Over the next few weeks, the grieving Mrs Balestro will bit by bit resume a daily routine. She will tend to the house, visit with neighbors, help her daughters with their homework, light a weekly candle for her husband’s soul, and pray daily to the Holy Mother to ease the younger girl’s affliction. Balestro’s employer-provided life insurance will suffice to meet the family’s basic financial needs for the present, but she will have to rely on the free clinic for the minor treatments and generic medicines it can provide her daughter, will grudgingly accept the small monetary contributions her brother presses on her to help with expenses, and will despair about the girl’s future care. To try to distract herself, she will resume puttering with her long-neglected potted plants along the rear wall of the house, deriving emotional respite from the perfunctory acts of ridding the pots of their old dirt and desiccated contents and refilling them with fresh soil and rooting them with new cuttings. One late afternoon she will empty an oversized clay pot and find in the encrusted dirt a tightly packed black plastic bag sealed with duct tape which she’ll cut open with a pair of shears to reveal a jumble of packets of one-hundred-dollar bills. For a long minute she will stare at the money, confused and feeling a sickly turn in her stomach. Then carefully look around and see that no one is in sight and scoop up the bag and take it into the house. And there learn that the contents amount to fifty thousand dollars. She will mull the matter through the long night, will several times pick up the phone before once again putting it down, not knowing who to call or what to say. She is not a stupid woman and will know that the money has something to do with the break-in of her house and almost certainly something to do with her husband. She will slowly accept the frightening explanation that he must have received it for abetting the escape and was paid beforehand and hid the money in the potted dirt. Of all the questions that will beset her, the easiest to answer will be whether to notify the police—of course not.

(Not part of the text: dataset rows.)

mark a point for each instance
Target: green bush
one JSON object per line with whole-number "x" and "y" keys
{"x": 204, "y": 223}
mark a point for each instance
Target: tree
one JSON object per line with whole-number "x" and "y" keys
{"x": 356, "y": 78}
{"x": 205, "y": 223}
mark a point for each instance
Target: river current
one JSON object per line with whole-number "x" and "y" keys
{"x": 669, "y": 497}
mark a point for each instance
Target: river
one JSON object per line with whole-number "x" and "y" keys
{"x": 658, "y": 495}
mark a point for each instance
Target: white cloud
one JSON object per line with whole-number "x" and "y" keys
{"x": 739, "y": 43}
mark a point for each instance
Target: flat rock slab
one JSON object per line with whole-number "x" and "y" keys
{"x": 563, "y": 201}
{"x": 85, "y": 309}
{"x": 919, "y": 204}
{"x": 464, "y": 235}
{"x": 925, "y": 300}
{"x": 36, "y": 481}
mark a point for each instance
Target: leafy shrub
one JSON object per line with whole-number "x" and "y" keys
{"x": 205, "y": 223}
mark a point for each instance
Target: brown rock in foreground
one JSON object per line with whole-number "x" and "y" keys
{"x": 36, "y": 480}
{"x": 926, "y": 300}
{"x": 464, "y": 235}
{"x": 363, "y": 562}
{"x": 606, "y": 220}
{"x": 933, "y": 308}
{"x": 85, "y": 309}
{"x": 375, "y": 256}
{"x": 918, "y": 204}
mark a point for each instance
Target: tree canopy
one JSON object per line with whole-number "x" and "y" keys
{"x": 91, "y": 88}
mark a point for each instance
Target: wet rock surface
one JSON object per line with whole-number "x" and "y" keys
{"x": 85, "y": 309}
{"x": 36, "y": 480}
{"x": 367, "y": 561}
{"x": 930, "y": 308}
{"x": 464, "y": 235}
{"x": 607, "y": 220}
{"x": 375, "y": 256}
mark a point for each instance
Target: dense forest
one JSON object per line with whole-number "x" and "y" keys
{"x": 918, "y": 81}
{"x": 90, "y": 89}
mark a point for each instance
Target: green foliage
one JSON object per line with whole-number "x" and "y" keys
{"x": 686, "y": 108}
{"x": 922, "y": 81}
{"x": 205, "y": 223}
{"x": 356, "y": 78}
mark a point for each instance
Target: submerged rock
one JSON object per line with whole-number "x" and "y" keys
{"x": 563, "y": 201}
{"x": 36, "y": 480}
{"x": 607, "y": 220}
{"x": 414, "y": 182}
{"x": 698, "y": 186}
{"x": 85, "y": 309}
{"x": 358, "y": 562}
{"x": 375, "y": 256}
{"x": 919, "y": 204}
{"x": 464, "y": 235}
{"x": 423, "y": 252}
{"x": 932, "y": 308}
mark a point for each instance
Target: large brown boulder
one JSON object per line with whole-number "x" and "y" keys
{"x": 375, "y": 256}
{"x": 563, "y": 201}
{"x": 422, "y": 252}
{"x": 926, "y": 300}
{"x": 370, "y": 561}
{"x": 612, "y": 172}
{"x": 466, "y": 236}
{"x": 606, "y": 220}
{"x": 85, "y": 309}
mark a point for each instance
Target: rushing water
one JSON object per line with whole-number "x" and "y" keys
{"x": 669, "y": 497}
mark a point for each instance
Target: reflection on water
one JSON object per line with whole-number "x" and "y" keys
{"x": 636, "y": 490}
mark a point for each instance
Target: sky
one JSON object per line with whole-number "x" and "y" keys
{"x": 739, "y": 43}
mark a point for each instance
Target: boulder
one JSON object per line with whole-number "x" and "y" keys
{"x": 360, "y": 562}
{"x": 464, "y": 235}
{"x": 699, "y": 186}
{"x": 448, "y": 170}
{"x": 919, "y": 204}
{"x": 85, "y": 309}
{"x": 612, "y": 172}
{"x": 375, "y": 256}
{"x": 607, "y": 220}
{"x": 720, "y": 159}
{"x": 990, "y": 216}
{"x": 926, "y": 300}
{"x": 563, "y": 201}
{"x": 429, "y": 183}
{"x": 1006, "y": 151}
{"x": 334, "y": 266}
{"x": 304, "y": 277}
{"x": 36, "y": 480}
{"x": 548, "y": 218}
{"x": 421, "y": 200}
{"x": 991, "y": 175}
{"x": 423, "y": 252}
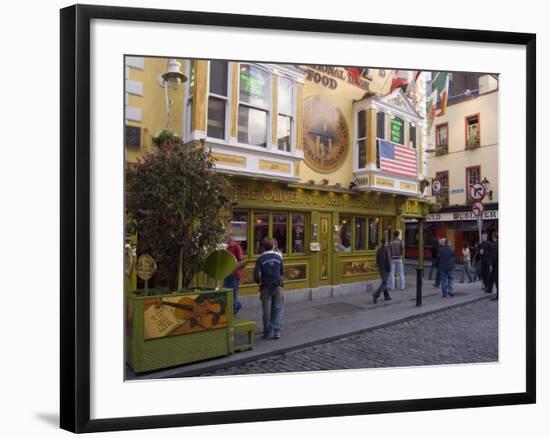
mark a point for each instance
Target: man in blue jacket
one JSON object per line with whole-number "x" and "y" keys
{"x": 268, "y": 273}
{"x": 446, "y": 267}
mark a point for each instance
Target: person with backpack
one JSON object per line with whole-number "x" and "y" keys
{"x": 268, "y": 273}
{"x": 397, "y": 250}
{"x": 446, "y": 268}
{"x": 384, "y": 267}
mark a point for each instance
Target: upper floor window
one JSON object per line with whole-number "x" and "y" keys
{"x": 285, "y": 99}
{"x": 362, "y": 139}
{"x": 442, "y": 138}
{"x": 217, "y": 99}
{"x": 472, "y": 132}
{"x": 254, "y": 98}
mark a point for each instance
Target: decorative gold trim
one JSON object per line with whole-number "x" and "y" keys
{"x": 408, "y": 186}
{"x": 231, "y": 160}
{"x": 274, "y": 165}
{"x": 385, "y": 182}
{"x": 371, "y": 136}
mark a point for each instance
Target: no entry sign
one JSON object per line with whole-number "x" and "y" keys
{"x": 436, "y": 187}
{"x": 477, "y": 191}
{"x": 477, "y": 208}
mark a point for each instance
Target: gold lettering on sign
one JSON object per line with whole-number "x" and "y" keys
{"x": 273, "y": 165}
{"x": 231, "y": 160}
{"x": 408, "y": 186}
{"x": 384, "y": 182}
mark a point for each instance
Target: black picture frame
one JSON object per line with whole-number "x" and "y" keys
{"x": 75, "y": 217}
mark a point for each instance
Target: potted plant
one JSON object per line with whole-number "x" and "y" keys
{"x": 178, "y": 203}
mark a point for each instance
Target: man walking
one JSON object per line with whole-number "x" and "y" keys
{"x": 232, "y": 280}
{"x": 446, "y": 267}
{"x": 396, "y": 252}
{"x": 437, "y": 283}
{"x": 384, "y": 267}
{"x": 485, "y": 261}
{"x": 268, "y": 273}
{"x": 435, "y": 253}
{"x": 493, "y": 279}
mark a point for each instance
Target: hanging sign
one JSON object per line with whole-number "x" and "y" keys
{"x": 477, "y": 208}
{"x": 146, "y": 267}
{"x": 436, "y": 187}
{"x": 477, "y": 191}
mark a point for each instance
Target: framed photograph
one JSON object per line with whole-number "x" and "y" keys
{"x": 269, "y": 218}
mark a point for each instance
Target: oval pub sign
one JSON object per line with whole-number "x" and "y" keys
{"x": 325, "y": 134}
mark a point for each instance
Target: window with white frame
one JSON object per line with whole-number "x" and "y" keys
{"x": 217, "y": 99}
{"x": 254, "y": 105}
{"x": 285, "y": 106}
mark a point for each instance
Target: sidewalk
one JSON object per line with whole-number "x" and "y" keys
{"x": 312, "y": 322}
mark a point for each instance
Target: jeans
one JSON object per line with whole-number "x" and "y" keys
{"x": 432, "y": 269}
{"x": 383, "y": 286}
{"x": 272, "y": 307}
{"x": 466, "y": 271}
{"x": 232, "y": 282}
{"x": 446, "y": 282}
{"x": 397, "y": 264}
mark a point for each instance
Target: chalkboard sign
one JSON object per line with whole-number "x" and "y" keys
{"x": 133, "y": 136}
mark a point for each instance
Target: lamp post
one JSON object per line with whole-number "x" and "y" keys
{"x": 170, "y": 81}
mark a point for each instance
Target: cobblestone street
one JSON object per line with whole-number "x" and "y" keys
{"x": 465, "y": 334}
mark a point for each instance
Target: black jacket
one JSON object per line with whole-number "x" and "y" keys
{"x": 383, "y": 259}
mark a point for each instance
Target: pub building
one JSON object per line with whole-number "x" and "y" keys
{"x": 310, "y": 153}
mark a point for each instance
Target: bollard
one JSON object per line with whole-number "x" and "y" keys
{"x": 419, "y": 272}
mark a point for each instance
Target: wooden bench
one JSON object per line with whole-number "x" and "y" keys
{"x": 244, "y": 326}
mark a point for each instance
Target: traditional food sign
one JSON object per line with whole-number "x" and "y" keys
{"x": 325, "y": 134}
{"x": 328, "y": 76}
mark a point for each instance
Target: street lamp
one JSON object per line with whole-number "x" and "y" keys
{"x": 170, "y": 81}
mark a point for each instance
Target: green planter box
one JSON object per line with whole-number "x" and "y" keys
{"x": 179, "y": 328}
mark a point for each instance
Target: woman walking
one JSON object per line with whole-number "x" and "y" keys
{"x": 466, "y": 263}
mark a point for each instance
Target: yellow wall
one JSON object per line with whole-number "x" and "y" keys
{"x": 459, "y": 159}
{"x": 152, "y": 103}
{"x": 343, "y": 97}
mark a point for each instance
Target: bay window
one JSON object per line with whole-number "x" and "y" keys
{"x": 254, "y": 105}
{"x": 285, "y": 98}
{"x": 217, "y": 99}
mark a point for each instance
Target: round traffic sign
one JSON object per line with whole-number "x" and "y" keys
{"x": 477, "y": 208}
{"x": 436, "y": 187}
{"x": 477, "y": 191}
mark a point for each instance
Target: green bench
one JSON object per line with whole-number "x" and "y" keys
{"x": 244, "y": 326}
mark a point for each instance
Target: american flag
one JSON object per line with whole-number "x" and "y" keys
{"x": 397, "y": 159}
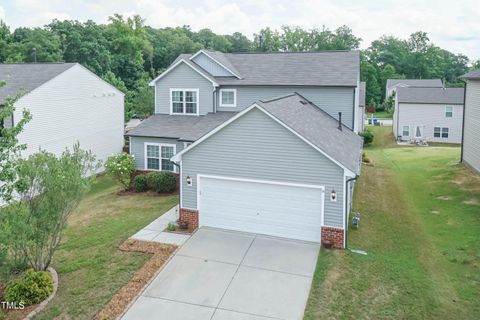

The next morning, after feeding the girls breakfast and waiting with them at the corner for the school bus, she will go back to her kitchen, brew a pot of tea, and decide on a course of action. Then she’ll go back to bed and sleep more soundly for the next few hours than she has since becoming a widow. That evening she will phone her brother to share the happy news of the life insurance payment she’s to receive on a private policy she hadn’t known her husband had purchased. In less than three months she will have sold the house in Big Spring and be residing in San Antonio, only a short drive from her brother in Castroville. And she will be working on the maintenance staff of a large hospital, a job that includes excellent medical benefits for her and her family.